4. CHALLENGES FOR SMALL BUSINESS SUPPORT
Public-sector support for micro-, small and medium-sized enterprises is based on a number of core objectives and a range of important additional goals. Awareness of these goals and objectives and their reconciliation is critical for the evolution of an effective SMME support strategy. The following derived from DTI's core objectives, can be viewed as fundamental goals of small business support:
· Creation of sustainable jobs
· Stimulation of the competitiveness of the economy
· Growth of the GDP through higher levels of investment and technology transfer
· Spread of entrepreneurship in the business community
· Black Economic Empowerment
· More balanced spread of business, opportunities and personal wealth
· Poverty alleviation
· Higher levels of export
· Support for women's business
5. SECTOR GROWTH POTENTIAL
The scope for further small business involvement differs widely between sectors in the South African economy. The following sectors have been identified as potential growth sectors for SMEs, and, by indication, areas warranting concerted support efforts:
· Agriculture - especially high value-added products and the processing of agricultural products
· Tourism and cultural industries
· Manufactured components, niche products and "smart manufacturing"

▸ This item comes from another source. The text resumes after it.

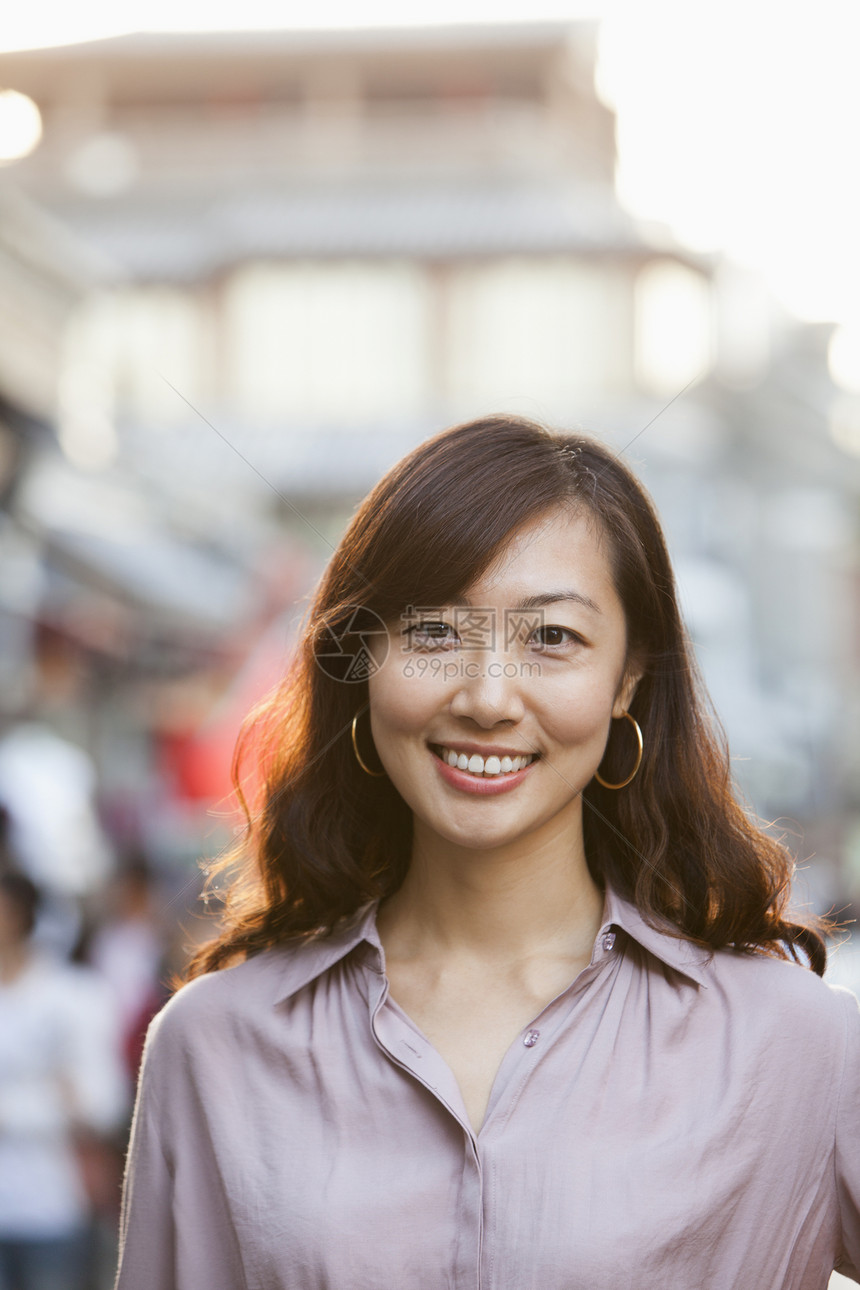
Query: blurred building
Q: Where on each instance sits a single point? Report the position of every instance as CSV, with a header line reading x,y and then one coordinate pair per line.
x,y
313,249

· Business and professional services
· Construction and repair / maintenance services
· Transport services
Given the diversity of economic sectors and niches as well as resource limitations for concerted public-sector support, prioritisation of sector support will depend on:
· Sectors earmarked for black economic empowerment
· Growth sectors prioritised within the central government's industrial and other sector-growth strategies; and thirdly
· Sectors earmarked for growth stimulation at provincial or local level.
6. NTSIKA"S FUNCTIONAL AREAS
6.1. SUPPLIER DEVELOPMENT
Supplier Development is aimed at developing potential entrepreneurs to start new ventures and existing entrepreneurs who are at the growth and expansion stage of the business life cycle to enhance their capacity to service market opportunities.

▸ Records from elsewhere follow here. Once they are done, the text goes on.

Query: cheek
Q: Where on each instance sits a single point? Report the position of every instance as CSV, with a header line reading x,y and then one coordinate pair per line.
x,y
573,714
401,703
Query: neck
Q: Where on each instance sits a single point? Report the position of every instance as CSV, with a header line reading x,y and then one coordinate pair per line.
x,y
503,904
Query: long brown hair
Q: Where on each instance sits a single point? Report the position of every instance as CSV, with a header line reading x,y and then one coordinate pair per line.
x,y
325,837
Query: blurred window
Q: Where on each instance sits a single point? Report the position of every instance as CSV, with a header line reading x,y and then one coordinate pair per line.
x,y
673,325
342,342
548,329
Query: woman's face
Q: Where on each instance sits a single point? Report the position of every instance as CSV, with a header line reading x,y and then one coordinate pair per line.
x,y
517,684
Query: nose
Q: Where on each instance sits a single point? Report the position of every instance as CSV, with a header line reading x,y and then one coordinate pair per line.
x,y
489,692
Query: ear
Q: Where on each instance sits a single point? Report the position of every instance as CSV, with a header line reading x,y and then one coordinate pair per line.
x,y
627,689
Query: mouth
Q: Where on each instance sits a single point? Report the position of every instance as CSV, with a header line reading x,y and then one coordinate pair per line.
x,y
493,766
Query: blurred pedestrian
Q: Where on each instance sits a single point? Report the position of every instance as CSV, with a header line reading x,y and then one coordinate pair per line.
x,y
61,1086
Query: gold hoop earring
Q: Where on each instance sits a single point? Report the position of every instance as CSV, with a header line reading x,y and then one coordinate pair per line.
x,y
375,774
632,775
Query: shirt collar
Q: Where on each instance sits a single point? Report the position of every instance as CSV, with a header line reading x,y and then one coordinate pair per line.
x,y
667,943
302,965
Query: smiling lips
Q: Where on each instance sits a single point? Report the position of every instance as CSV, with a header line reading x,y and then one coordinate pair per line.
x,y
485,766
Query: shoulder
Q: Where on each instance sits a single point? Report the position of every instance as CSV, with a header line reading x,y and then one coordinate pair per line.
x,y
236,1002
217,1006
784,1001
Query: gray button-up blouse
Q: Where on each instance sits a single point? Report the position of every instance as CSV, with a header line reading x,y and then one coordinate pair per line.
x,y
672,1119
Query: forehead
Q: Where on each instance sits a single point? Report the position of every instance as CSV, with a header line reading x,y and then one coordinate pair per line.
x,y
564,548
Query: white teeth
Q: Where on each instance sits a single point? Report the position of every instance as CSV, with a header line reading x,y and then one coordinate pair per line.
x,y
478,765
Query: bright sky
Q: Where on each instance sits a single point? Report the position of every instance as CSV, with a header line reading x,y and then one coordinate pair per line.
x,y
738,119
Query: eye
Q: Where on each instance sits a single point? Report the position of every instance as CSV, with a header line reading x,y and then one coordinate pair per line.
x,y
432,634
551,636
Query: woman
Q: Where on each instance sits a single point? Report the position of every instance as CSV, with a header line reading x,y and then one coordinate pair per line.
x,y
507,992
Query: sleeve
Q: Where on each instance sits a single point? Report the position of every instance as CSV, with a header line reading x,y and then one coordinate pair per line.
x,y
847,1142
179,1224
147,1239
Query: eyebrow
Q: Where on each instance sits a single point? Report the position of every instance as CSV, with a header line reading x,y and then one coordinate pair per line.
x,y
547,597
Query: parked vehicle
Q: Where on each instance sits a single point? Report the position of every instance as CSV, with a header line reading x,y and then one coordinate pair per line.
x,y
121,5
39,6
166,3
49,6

6.2. MARKET DEVELOPMENT & BUSINESS LINKAGES
Market Development is aimed at identifying relevant business opportunities for entrepreneurs and working with buyers of goods and services to procure more effectively from these entrepreneurs. Market Development will include business linkage activities aimed at assisting SMMEs to access appropriate buyers and markets through linkages, partnership development and fostering sustainable business relationships benefits to these suppliers.

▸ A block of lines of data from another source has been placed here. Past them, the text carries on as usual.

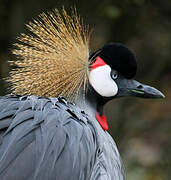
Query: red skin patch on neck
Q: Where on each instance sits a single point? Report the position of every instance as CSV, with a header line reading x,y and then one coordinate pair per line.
x,y
98,62
102,121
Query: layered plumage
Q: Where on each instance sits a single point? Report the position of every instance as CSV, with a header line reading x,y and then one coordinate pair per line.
x,y
48,137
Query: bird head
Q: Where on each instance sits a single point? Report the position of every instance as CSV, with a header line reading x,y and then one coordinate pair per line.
x,y
112,72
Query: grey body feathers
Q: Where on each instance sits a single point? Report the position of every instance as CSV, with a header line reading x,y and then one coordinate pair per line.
x,y
51,139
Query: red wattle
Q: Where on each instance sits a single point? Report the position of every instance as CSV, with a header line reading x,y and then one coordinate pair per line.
x,y
98,62
102,121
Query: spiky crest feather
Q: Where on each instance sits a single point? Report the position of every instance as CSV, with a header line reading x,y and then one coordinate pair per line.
x,y
53,60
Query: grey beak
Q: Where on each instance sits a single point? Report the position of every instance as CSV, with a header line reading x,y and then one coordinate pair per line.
x,y
129,87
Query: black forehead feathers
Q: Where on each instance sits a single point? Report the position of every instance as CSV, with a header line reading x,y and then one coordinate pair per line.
x,y
119,58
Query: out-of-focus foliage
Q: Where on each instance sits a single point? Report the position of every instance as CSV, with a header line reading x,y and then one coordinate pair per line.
x,y
141,128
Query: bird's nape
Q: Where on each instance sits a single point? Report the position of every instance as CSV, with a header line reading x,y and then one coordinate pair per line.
x,y
43,136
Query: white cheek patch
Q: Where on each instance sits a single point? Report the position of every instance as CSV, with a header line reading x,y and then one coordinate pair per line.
x,y
102,82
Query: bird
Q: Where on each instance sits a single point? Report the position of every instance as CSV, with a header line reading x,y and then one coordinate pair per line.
x,y
52,125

6.3. PROGRAMME DESIGN, RESEARCH & INFORMATION [PDRI]
PDRI co-ordinates and conducts research regarding SMME development, the provision of high quality and relevant SMME-related information, and to provide expert advice regarding SMME programme and strategy design.
Experience has awarded Ntsika with the realisation that the implementation of non-financial support requires a focused and targeted approach.
Ntsika recognises that markets are very important for the development of SMMEs and all interventions should be designed to assist SMMEs to take advantage of market opportunities in order to make them globally competitive. This approach ensures that assistance and support given to enterprises translates to economic impact that can be measured. SMMEs would therefore be supported through training, information provision and technical assistance to succeed in creating wealth and jobs, by accessing and servicing the markets. Ntsika will continue to pursue these goals through an integrated programme of action in our 3 functional areas, hence for the year past after this realigning on programmes, we were able to assist in the creation of 30 000 jobs against an institutional target of 28 000 compared to the average of 23 000 per year for the years up to 2001, whilst 92% [up to the 2000 year] of our support has been targeted to the women, rural, disabled and previously disadvantaged entrepreneurs.